Ruf became part of the training ground's rich history at the age of six when Odermatt began coaching him. 

“I came to the sport through the Wheelchair Club of Central Switzerland,” Ruf said. “In the beginning it was a challenge to learn wheelchair racing because you can’t get too far behind." 

Despite the early difficulties, Ruf soon learned to enjoy the sport. “I like everything about wheelchair racing: the movement, being with friends and competing with each other. I definitely made new friends through the sport.”

At age 10, Adrian Ruf is already training and racing with the world's best, with the aim to be on the Swiss team at future Paralympic Games. @Adrian Ruf

His first road race was the 3.6km held in Schenkon, in the north of Switzerland, in 2018.

He has competed in six races in total, including the 100m track race for U16s at the 2021 Swiss National Junior Athletics Championships where he finished 8th with a time of 24.30. 

Many of his opponents from the World Para Athletics Grand Prix went on to compete at the Tokyo 2020 Paralympic Games.
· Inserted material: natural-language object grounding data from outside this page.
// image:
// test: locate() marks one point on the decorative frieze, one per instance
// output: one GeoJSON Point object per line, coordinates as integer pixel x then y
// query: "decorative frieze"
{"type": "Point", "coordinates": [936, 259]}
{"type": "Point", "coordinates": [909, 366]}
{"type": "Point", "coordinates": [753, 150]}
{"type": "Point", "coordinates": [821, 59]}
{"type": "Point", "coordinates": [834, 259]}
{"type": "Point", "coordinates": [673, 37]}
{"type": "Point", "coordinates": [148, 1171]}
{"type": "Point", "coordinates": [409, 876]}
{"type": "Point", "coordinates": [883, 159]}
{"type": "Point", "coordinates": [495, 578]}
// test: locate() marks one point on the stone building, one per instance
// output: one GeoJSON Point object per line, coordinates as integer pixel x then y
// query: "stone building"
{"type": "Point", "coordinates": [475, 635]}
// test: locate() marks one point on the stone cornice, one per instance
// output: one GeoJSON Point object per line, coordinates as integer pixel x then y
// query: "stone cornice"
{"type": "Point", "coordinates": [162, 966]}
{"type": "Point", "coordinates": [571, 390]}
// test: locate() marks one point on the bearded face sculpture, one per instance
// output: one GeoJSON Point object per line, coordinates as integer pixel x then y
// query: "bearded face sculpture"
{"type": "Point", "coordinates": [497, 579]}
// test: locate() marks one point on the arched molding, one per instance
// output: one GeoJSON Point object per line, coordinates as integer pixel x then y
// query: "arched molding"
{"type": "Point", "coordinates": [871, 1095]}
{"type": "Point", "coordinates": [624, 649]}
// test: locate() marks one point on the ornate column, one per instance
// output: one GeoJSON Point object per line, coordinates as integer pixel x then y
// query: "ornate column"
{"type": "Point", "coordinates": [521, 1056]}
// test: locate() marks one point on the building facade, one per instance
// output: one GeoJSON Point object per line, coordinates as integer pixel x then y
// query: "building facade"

His training ground partner Hug achieved a golden sweep in his four events, the 800m, 1500m, 5000m and marathon in the men's T54 class, while Schar collected a gold and three silver medals in the women's T54.

“I watched the Paralympics on TV and I liked that Switzerland won so many medals,” said Ruf, who aims to be on the Swiss team at future Games. 

In the meantime, he wants to encourage other children to try wheelchair athletics: “I would like to say to them, ‘come and try it. I think you will like it’".